Answer :
Answer:
1. The explanatory variable is age(years). TRUE
2. Since the points do not consistently decrease it is a weak correlation. FALSE
3. The slope of the liner regression line used to model the data will be negative. TRUE
4. The point (32, 17) represents someone who is 32 years old and has 17 pairs of shoes. TRUE
5. The explanatory variable is the number of pairs of shoes. FALSE
6. There is a positive correlation between a person's age in years and the number of pairs of shoes they own. FALSE
Step-by-step explanation:
Variables
In a scatter plot, the explanatory variable is the independent variable and is typically plotted along the horizontal axis (x-axis), while the response variable is the dependent variable and is plotted along the vertical axis (y-axis). So, in this case:
- The explanatory variable is age (years).
- The response variable is the number of pairs of shoes.

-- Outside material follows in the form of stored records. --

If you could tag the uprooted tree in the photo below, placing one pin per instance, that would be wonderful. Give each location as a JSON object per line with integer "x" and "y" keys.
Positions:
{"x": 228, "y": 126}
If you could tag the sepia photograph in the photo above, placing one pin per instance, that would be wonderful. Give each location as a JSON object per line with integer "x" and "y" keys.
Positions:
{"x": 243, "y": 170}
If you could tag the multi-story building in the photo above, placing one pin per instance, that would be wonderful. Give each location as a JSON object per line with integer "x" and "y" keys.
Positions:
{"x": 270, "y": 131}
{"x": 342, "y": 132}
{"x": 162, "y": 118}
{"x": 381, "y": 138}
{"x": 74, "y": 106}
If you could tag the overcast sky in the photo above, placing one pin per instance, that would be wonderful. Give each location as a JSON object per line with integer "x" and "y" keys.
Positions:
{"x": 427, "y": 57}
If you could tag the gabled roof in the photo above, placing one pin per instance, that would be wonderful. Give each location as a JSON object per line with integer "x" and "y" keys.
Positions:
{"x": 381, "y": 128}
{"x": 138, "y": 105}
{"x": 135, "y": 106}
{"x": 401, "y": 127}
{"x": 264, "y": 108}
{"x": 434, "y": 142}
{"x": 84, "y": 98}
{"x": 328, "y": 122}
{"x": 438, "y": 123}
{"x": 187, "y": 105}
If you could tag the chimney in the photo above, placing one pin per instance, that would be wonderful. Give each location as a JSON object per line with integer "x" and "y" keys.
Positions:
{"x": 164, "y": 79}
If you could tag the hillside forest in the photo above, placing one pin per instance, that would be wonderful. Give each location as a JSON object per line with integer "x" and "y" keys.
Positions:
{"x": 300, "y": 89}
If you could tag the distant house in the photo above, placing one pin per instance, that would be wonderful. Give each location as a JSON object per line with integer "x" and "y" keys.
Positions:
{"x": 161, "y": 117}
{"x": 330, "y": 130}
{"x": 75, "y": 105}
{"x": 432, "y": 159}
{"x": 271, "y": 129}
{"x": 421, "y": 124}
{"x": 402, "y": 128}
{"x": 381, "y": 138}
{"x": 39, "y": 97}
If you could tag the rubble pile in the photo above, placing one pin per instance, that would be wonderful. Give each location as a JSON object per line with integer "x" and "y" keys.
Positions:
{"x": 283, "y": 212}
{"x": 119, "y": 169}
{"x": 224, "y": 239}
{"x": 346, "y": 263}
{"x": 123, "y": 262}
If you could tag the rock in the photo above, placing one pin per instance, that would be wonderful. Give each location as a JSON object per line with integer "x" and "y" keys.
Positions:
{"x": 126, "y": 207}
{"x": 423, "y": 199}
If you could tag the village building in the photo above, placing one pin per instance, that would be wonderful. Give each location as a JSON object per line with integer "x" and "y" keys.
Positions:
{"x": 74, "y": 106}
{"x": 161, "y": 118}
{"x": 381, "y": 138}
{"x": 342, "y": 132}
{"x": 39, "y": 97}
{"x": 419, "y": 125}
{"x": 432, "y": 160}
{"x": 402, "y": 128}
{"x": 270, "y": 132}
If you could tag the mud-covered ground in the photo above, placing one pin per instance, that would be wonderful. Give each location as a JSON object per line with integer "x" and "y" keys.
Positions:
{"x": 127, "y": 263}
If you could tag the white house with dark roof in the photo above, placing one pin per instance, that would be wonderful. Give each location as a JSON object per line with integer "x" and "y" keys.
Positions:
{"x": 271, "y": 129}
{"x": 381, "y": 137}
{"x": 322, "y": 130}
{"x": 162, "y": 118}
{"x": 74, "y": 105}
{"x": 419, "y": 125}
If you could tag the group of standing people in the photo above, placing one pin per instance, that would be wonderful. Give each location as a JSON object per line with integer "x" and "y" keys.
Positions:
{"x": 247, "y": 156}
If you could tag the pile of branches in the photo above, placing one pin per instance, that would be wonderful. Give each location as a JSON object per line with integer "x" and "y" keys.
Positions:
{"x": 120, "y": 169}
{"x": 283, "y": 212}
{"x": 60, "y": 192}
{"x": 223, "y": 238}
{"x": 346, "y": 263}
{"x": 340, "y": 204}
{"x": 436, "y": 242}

The x-coordinate of an (x, y) point on the given scatter plot represents the age of the person (in years), and the y-coordinate represents the number of pairs of shoes that person owns. Therefore, the point (32, 17) represents someone who is 32 years old and owns 17 pairs of shoes.
Correlation
Correlation shows how two variables are related and is about whether the data points on a scatter plot lie close to a straight line.
Correlation can be:
- Positive (both variables increase together).

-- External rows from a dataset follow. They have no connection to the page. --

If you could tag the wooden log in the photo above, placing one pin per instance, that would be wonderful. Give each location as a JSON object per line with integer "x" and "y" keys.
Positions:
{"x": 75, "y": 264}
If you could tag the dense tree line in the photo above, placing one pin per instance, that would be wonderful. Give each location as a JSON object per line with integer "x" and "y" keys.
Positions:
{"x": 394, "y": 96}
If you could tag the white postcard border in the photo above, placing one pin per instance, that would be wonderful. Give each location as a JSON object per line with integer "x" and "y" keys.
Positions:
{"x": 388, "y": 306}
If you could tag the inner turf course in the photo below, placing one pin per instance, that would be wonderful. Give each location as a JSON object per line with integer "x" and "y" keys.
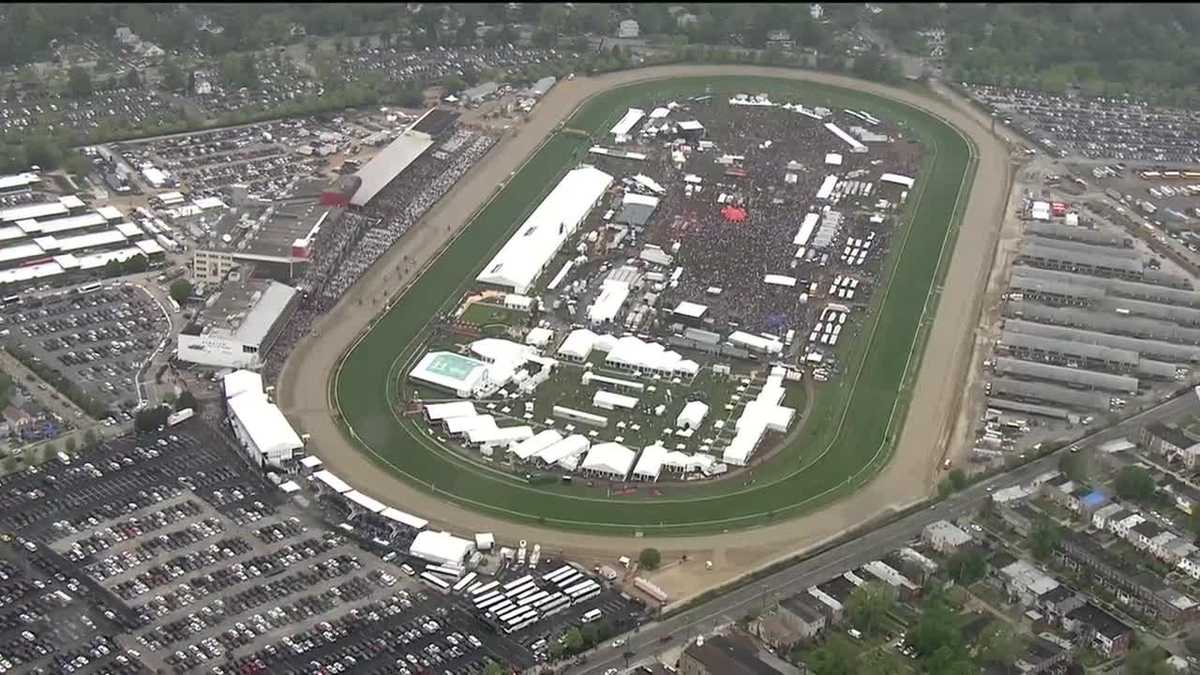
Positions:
{"x": 821, "y": 465}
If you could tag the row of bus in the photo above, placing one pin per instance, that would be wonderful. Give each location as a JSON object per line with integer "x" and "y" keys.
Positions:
{"x": 521, "y": 603}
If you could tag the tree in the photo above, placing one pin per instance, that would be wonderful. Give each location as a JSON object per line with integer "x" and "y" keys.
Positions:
{"x": 1044, "y": 538}
{"x": 967, "y": 566}
{"x": 835, "y": 657}
{"x": 186, "y": 400}
{"x": 78, "y": 82}
{"x": 869, "y": 605}
{"x": 1135, "y": 483}
{"x": 180, "y": 290}
{"x": 148, "y": 419}
{"x": 173, "y": 77}
{"x": 1147, "y": 661}
{"x": 1074, "y": 465}
{"x": 997, "y": 645}
{"x": 573, "y": 640}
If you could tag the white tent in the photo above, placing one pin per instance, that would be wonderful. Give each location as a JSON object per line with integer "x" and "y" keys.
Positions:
{"x": 649, "y": 463}
{"x": 437, "y": 412}
{"x": 691, "y": 416}
{"x": 535, "y": 443}
{"x": 263, "y": 429}
{"x": 567, "y": 449}
{"x": 539, "y": 238}
{"x": 442, "y": 548}
{"x": 611, "y": 460}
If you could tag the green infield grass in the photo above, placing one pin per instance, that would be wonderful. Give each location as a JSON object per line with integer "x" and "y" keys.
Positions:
{"x": 853, "y": 420}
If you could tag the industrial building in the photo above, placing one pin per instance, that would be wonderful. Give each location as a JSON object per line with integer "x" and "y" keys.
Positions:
{"x": 238, "y": 330}
{"x": 1072, "y": 376}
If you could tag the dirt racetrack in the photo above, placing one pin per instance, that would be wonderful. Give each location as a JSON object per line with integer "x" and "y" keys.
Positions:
{"x": 910, "y": 476}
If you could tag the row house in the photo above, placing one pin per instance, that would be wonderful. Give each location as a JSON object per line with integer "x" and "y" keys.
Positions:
{"x": 1144, "y": 592}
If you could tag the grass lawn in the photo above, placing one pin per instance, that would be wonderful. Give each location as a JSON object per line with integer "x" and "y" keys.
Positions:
{"x": 853, "y": 422}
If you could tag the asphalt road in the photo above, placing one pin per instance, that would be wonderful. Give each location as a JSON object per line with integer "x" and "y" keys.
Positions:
{"x": 735, "y": 604}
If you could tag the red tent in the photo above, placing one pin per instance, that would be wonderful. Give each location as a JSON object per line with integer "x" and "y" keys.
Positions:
{"x": 733, "y": 214}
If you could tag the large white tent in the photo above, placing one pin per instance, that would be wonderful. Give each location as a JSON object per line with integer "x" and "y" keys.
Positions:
{"x": 539, "y": 238}
{"x": 442, "y": 548}
{"x": 609, "y": 460}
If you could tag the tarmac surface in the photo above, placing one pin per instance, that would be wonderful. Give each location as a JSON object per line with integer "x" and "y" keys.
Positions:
{"x": 911, "y": 475}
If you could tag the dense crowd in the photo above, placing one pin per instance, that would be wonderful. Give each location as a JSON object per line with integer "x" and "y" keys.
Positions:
{"x": 345, "y": 252}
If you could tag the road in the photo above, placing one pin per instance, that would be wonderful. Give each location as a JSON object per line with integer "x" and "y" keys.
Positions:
{"x": 936, "y": 390}
{"x": 735, "y": 604}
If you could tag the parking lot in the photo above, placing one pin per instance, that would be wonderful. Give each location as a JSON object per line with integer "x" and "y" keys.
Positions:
{"x": 97, "y": 339}
{"x": 1097, "y": 127}
{"x": 173, "y": 555}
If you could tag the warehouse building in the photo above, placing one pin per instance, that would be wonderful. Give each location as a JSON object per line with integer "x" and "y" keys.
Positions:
{"x": 1073, "y": 376}
{"x": 240, "y": 327}
{"x": 1153, "y": 348}
{"x": 1050, "y": 393}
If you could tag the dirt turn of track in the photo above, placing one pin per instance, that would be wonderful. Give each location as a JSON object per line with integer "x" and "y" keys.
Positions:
{"x": 909, "y": 477}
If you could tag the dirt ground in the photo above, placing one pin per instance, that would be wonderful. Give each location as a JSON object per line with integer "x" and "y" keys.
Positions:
{"x": 304, "y": 390}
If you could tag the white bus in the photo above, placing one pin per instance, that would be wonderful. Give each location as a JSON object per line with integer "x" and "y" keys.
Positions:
{"x": 570, "y": 579}
{"x": 443, "y": 571}
{"x": 531, "y": 599}
{"x": 465, "y": 581}
{"x": 553, "y": 577}
{"x": 485, "y": 589}
{"x": 436, "y": 581}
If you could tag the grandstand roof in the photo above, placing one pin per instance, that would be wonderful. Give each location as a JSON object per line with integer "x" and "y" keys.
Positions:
{"x": 390, "y": 162}
{"x": 534, "y": 244}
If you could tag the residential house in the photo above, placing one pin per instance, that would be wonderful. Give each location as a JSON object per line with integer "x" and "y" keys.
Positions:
{"x": 912, "y": 563}
{"x": 1109, "y": 513}
{"x": 1026, "y": 583}
{"x": 1133, "y": 586}
{"x": 731, "y": 655}
{"x": 1171, "y": 443}
{"x": 877, "y": 569}
{"x": 1020, "y": 517}
{"x": 945, "y": 537}
{"x": 1099, "y": 629}
{"x": 804, "y": 613}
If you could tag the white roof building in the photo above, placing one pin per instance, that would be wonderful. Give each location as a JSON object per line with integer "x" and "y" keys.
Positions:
{"x": 437, "y": 412}
{"x": 649, "y": 463}
{"x": 331, "y": 482}
{"x": 567, "y": 451}
{"x": 535, "y": 443}
{"x": 442, "y": 548}
{"x": 609, "y": 400}
{"x": 627, "y": 123}
{"x": 523, "y": 257}
{"x": 610, "y": 460}
{"x": 691, "y": 416}
{"x": 633, "y": 353}
{"x": 262, "y": 428}
{"x": 607, "y": 305}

- Negative (the independent variable increases as the dependent variable decreases).
- No correlation (no apparent relationship).
The strength of the correlation is not determined by the consistency of individual points increasing or decreasing, but by how closely the points cluster around a straight line.

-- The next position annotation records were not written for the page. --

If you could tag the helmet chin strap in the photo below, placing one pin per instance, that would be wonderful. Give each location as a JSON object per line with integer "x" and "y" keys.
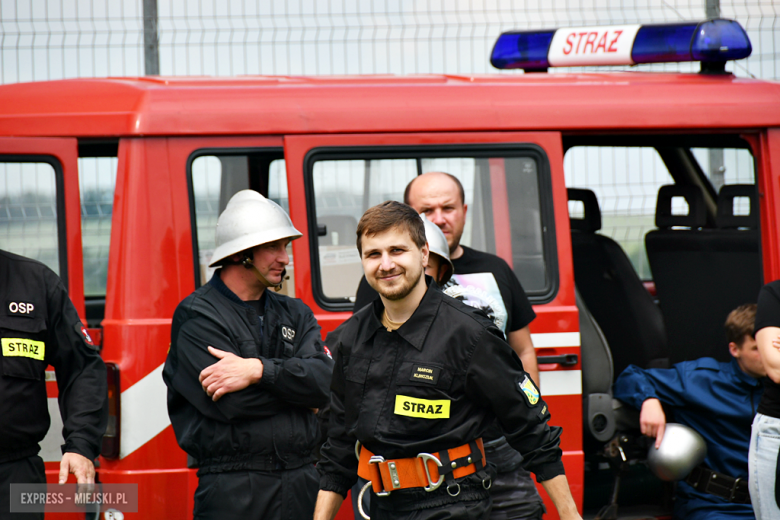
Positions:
{"x": 247, "y": 262}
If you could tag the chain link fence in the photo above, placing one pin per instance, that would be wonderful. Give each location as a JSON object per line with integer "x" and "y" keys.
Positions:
{"x": 53, "y": 39}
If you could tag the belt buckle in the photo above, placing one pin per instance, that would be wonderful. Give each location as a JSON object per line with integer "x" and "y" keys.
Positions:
{"x": 431, "y": 484}
{"x": 734, "y": 489}
{"x": 376, "y": 459}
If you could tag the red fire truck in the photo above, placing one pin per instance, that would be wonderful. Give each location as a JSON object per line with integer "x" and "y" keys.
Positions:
{"x": 530, "y": 149}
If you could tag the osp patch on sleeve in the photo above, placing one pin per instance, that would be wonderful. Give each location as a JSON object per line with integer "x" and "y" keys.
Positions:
{"x": 81, "y": 330}
{"x": 529, "y": 390}
{"x": 422, "y": 408}
{"x": 21, "y": 347}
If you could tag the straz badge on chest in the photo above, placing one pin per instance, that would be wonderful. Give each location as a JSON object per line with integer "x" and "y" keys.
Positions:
{"x": 422, "y": 408}
{"x": 425, "y": 374}
{"x": 20, "y": 347}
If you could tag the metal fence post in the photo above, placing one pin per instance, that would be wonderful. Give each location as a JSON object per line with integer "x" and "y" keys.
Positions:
{"x": 151, "y": 42}
{"x": 717, "y": 168}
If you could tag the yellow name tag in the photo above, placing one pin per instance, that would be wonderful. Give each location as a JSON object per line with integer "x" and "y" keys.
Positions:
{"x": 21, "y": 347}
{"x": 423, "y": 408}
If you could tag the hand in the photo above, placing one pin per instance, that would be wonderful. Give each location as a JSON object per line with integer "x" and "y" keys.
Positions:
{"x": 230, "y": 374}
{"x": 652, "y": 420}
{"x": 79, "y": 465}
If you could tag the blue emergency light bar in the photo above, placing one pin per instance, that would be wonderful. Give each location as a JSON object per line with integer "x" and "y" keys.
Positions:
{"x": 712, "y": 41}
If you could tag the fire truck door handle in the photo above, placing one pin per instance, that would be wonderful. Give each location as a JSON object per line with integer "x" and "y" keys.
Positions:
{"x": 566, "y": 360}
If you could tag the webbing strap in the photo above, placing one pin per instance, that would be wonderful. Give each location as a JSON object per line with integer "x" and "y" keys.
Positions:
{"x": 394, "y": 474}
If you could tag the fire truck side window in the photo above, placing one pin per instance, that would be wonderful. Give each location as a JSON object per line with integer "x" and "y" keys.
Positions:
{"x": 29, "y": 221}
{"x": 626, "y": 181}
{"x": 97, "y": 182}
{"x": 497, "y": 190}
{"x": 216, "y": 178}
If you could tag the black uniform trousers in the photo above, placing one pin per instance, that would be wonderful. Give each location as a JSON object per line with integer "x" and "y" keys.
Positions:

- If the points are tightly clustered around a line, the correlation is strong, even if individual points do not perfectly increase or decrease in a consistent manner.
- If the points are widely scattered around the line, the correlation is weak.
In the given scatter plot, as age increases, the number of pairs of shoes decreases, and the data points tightly cluster around the line of best fit. Therefore, the correlation between a person's age in years and the number of pairs of shoes they own is strongly negative, resulting in a negative slope for the linear regression line used to model the data.